Williams, a native of Wales, platted the original town site on forty acres south of farmland he owned. That original site is the part of Williamsburg immediately east of Highland Street (Highway 149).
In 1856 Williams decided his first plat wasn't suited to be an "inland" town so he added the Williams Addition to the city: forty acres southwest of the original site. Today that site is Williamsburg's business district.
Until 1860 Williamsburg's mail service was provided by post offices to the east of the village. However, when the Rock Island Railroad reached Marengo that year Williamsburg petitioned to have their own post office, and a gentleman named Homer Paige was named postmaster.
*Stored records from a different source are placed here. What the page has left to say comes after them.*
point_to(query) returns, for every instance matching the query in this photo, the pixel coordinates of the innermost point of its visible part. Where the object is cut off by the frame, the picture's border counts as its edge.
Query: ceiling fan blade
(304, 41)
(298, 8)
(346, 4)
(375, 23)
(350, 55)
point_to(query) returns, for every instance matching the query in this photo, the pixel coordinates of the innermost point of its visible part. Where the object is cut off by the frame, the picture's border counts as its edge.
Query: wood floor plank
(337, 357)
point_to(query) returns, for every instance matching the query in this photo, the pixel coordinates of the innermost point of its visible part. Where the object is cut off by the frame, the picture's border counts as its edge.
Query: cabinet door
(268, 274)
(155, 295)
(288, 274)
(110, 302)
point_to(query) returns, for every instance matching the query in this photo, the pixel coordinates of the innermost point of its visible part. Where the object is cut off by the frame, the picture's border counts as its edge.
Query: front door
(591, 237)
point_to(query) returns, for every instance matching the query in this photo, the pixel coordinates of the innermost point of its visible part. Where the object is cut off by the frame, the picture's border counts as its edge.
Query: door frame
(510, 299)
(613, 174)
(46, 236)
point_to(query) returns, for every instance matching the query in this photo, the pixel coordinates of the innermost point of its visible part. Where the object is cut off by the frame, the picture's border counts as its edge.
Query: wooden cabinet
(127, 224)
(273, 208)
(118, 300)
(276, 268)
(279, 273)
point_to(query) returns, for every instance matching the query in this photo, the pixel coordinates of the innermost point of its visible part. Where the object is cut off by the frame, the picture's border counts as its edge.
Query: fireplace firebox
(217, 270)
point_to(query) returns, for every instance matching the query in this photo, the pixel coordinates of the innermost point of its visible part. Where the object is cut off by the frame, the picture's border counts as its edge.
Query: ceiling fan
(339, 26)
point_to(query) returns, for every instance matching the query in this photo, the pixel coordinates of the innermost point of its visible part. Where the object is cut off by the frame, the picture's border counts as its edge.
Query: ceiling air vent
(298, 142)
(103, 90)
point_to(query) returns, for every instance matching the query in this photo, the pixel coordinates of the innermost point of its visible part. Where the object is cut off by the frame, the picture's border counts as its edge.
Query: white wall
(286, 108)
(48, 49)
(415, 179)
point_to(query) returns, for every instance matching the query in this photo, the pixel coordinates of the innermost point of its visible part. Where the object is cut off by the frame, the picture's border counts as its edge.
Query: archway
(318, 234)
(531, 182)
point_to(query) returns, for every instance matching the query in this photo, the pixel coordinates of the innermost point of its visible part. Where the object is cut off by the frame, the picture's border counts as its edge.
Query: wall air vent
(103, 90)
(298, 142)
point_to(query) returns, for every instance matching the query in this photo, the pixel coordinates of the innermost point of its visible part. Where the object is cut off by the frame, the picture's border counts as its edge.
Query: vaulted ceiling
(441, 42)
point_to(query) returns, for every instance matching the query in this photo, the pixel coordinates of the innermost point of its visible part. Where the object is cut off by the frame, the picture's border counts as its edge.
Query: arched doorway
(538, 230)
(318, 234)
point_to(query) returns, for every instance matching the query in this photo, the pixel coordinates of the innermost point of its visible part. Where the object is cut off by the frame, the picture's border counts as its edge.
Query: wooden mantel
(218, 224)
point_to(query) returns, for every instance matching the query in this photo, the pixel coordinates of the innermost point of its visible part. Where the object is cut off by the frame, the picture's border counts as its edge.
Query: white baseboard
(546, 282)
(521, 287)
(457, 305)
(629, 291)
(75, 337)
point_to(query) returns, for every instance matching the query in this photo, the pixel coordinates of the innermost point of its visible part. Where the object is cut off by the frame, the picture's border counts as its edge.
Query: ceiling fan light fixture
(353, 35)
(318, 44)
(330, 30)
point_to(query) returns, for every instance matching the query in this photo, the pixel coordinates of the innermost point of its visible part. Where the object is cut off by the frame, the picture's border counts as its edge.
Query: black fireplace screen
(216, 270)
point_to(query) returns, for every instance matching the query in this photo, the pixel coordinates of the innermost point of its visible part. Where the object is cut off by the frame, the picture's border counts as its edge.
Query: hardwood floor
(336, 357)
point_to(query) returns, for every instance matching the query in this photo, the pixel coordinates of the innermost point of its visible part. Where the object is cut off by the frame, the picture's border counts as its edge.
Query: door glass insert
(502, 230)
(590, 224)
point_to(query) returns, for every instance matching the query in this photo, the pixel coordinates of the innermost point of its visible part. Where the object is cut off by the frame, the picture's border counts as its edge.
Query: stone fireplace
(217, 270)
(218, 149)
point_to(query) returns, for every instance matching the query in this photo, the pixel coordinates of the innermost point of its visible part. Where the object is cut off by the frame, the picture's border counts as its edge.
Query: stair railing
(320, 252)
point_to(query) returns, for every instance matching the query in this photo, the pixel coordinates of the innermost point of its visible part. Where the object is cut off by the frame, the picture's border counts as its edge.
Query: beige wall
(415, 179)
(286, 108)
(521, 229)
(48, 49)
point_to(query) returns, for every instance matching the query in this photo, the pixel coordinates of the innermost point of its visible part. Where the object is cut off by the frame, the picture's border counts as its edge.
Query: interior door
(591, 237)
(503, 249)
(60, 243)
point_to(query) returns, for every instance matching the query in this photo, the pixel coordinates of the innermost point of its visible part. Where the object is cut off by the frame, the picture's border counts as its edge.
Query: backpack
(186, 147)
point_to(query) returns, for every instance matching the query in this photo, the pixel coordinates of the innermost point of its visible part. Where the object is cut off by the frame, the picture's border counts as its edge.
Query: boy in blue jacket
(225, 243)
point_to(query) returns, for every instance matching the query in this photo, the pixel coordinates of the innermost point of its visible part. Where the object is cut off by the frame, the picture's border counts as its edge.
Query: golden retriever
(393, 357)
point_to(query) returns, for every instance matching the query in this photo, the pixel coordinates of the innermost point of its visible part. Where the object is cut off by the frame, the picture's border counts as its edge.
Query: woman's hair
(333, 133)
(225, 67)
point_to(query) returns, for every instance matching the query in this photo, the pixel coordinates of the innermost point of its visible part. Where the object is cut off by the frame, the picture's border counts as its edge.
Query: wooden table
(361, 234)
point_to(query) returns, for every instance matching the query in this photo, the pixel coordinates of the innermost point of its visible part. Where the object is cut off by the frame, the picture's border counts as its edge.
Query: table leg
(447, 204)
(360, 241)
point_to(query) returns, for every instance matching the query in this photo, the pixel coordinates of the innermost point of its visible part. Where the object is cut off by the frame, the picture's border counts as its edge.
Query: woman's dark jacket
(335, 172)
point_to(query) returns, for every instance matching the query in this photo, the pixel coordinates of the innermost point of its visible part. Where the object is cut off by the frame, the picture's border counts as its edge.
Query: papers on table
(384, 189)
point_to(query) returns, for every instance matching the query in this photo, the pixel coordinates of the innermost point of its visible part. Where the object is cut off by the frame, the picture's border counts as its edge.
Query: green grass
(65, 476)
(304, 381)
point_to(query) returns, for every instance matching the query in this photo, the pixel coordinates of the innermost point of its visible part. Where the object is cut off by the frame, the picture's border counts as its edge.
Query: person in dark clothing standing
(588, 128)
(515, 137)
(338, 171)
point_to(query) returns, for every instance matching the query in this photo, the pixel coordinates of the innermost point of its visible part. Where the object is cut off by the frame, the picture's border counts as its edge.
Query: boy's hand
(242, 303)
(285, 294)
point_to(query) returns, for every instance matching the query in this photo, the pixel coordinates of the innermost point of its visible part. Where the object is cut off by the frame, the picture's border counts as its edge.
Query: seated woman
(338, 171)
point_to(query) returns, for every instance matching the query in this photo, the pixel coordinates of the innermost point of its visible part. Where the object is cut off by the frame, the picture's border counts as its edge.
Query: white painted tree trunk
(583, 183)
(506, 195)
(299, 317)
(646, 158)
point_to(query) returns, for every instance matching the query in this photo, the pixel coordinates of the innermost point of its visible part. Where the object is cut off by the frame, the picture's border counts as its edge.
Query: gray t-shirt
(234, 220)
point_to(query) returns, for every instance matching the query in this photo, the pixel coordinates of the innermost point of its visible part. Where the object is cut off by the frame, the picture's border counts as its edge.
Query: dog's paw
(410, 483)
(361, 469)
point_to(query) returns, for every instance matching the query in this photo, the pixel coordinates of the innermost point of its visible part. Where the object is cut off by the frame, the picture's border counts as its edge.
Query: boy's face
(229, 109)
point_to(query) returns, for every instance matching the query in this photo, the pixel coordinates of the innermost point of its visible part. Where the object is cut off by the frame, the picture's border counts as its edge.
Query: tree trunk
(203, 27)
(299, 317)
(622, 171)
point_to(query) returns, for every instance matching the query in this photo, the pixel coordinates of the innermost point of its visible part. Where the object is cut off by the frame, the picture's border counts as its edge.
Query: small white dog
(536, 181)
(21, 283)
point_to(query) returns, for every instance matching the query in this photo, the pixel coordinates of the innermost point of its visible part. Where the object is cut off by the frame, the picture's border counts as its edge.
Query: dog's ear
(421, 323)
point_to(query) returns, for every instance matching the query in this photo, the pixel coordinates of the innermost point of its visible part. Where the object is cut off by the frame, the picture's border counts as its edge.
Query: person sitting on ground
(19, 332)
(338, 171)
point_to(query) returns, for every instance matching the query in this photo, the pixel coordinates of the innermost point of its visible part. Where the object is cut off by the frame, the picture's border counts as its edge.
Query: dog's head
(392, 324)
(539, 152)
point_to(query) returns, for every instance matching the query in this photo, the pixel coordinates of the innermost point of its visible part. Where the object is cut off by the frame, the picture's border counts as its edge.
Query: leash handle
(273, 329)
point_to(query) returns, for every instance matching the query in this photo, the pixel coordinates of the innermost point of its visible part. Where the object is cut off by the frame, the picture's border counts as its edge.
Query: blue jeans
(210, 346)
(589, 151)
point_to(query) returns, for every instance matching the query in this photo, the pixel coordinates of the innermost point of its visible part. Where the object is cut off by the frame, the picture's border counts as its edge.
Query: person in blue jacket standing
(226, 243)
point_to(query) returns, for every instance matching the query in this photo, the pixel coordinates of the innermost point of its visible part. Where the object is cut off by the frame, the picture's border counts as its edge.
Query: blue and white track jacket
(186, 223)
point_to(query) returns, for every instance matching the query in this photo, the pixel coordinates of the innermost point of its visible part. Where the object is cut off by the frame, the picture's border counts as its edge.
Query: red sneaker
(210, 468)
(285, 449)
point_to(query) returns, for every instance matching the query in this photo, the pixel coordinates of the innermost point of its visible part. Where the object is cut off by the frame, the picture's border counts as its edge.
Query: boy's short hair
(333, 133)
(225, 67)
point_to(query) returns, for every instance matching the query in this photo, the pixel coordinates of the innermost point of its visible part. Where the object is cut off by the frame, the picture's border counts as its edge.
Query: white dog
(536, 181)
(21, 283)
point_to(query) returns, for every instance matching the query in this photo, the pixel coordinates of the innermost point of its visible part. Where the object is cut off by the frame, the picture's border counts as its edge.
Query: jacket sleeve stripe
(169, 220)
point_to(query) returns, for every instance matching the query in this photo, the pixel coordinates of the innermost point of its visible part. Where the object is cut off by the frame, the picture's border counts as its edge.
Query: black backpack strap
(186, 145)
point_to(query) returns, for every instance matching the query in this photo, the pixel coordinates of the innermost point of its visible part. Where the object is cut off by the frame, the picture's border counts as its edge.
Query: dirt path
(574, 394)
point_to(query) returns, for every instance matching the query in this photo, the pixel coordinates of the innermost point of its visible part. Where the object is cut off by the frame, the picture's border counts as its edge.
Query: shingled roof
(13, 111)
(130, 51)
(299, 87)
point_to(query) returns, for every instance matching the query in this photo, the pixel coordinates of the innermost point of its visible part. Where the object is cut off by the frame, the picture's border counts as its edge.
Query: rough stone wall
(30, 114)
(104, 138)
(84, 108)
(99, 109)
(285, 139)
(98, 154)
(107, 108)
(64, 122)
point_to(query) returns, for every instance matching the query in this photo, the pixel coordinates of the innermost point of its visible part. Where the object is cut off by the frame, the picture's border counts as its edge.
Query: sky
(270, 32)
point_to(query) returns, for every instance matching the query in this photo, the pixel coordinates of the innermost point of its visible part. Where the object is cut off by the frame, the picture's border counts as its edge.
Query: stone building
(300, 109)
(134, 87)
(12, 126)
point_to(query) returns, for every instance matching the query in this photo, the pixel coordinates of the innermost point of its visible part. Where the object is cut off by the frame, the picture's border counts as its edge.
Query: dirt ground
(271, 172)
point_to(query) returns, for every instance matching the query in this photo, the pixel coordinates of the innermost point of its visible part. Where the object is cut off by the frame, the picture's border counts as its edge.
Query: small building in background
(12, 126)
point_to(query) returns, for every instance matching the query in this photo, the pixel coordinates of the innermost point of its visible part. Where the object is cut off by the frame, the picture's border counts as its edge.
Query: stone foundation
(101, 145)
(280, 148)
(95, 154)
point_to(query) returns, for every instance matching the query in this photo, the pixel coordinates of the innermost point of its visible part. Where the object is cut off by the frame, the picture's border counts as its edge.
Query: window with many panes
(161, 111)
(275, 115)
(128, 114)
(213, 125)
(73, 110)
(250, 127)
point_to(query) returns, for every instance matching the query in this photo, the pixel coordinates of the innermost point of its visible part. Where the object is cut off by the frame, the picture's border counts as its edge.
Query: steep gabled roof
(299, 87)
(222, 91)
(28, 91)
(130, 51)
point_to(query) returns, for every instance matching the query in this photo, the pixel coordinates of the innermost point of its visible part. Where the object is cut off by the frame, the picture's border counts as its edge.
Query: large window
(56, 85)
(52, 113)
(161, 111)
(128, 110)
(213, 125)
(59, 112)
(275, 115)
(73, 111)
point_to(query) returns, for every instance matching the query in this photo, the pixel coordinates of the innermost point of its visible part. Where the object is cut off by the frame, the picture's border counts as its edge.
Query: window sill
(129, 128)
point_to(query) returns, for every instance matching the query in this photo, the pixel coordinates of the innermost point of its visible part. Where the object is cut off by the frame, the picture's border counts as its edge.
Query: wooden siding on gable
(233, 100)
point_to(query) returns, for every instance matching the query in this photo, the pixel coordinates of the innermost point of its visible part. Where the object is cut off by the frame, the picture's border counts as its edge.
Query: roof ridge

Mr. Paige's family included three daughters, the youngest named Stella. Her father incorporated her name into the new post office he was to serve and called it "Stellapolis"-"Stella's City." The family soon moved to Des Moines but "Stellapolis" was the official name for the Williamsburg post office for 29 years. Today the name survives in the local Masonic Lodge, Stellapolis Lodge No. 391.
Williamsburg remained a small Welsh community until the Chicago, Milwaukee and St. Paul Railroad built a line from Cedar Rapids to Ottumwa in 1884. The railroad line went through Williamsburg just about where Williams had anticipated the Rock Island railroad would thirty years before. Almost overnight the community grew from 150 hardy souls to more than 1000, and in 1885 the town was incorporated.
Williamsburg's roots are primarily Welsh, Irish, and German. Settlements of Welsh pioneers just east of Williamsburg and settlements of Irish in the same area led to a gradual influx of those people into the city. More Irish settlers arrived after the coming of the railroad. After the turn of the century German immigrants began to arrive in the area spreading out from their original settlements north and west of Williamsburg
Early settlers in the Williamsburg area also included some Scottish and "Scotch-Irish" folk. One can still hear German spoken on Williamsburg's streets and until a few years ago conversations in Welsh were not uncommon.